Evergrande Center for Immunologic diseases at Harvard Medical School and Brigham and Women's Hospital, Boston, MA, USA.
Nat Commun. 2020 Dec 7;11(1):6238. doi: 10.1038/s41467-020-20073-8.
Most T lymphocytes leave the thymus as naïve cells with limited functionality. However, unique populations of innate-like T cells differentiate into functionally distinct effector subsets during their development in the thymus. Here, we profiled >10,000 differentiating thymic invariant natural killer T (iNKT) cells using single-cell RNA sequencing to produce a comprehensive transcriptional landscape that highlights their maturation, function, and fate decisions at homeostasis. Our results reveal transcriptional profiles that are broadly shared between iNKT and mucosal-associated invariant T (MAIT) cells, illustrating a common core developmental program. We further unmask a mutual requirement for Hivep3, a zinc finger transcription factor and adapter protein. Hivep3 is expressed in early precursors and regulates the post-selection proliferative burst, differentiation and functions of iNKT cells. Altogether, our results highlight the common requirements for the development of innate-like T cells with a focus on how Hivep3 impacts the maturation of these lymphocytes.

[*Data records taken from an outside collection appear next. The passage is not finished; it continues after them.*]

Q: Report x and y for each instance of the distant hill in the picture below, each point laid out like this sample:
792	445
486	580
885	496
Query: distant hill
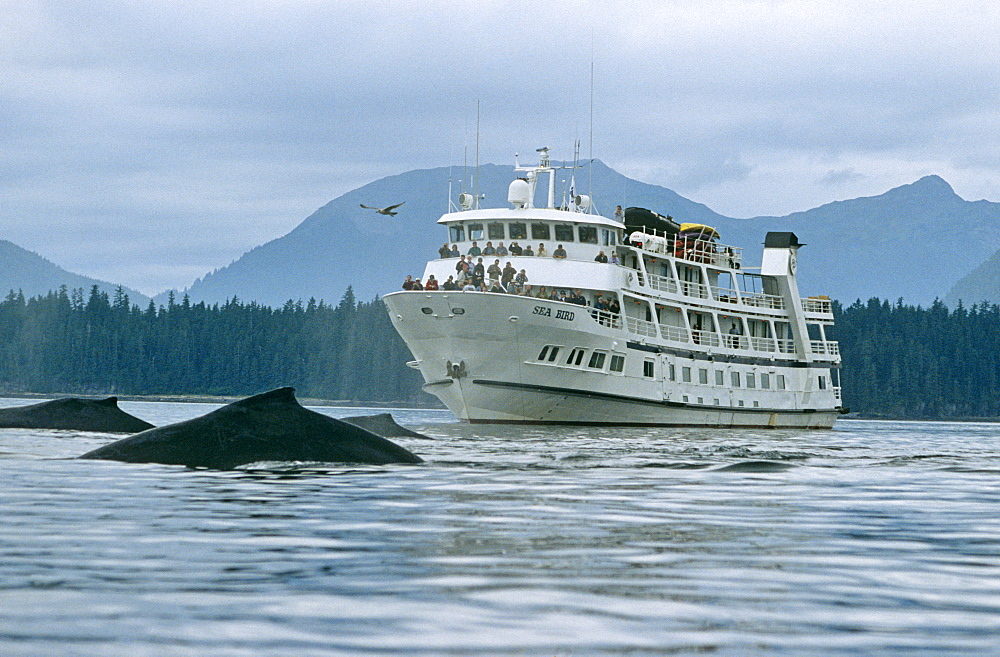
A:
28	272
915	241
343	244
981	284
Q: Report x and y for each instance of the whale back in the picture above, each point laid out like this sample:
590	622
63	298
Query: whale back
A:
73	413
271	426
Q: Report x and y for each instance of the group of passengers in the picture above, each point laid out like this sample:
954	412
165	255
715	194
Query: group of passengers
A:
500	250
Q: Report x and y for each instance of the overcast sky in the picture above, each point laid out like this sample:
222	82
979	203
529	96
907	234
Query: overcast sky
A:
148	142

大多数 T 淋巴细胞离开胸腺成为具有有限功能的幼稚细胞。然而,在胸腺中发育过程中,独特的先天样 T 细胞群体分化为具有不同功能的效应亚群。在这里,我们使用单细胞 RNA 测序对 >10000 个分化的胸腺不变自然杀伤 T(iNKT)细胞进行了分析,生成了一个全面的转录图谱,突出了它们在体内平衡时的成熟、功能和命运决定。我们的结果揭示了 iNKT 和黏膜相关不变 T(MAIT)细胞之间广泛共享的转录谱,说明了一个共同的核心发育程序。我们进一步揭示了 Hivep3 的相互需求,Hivep3 是一种锌指转录因子和衔接蛋白。Hivep3 在早期前体中表达,并调节选择后的增殖爆发、分化和 iNKT 细胞的功能。总之,我们的研究结果突出了先天样 T 细胞发育的共同要求,重点关注 Hivep3 如何影响这些淋巴细胞的成熟。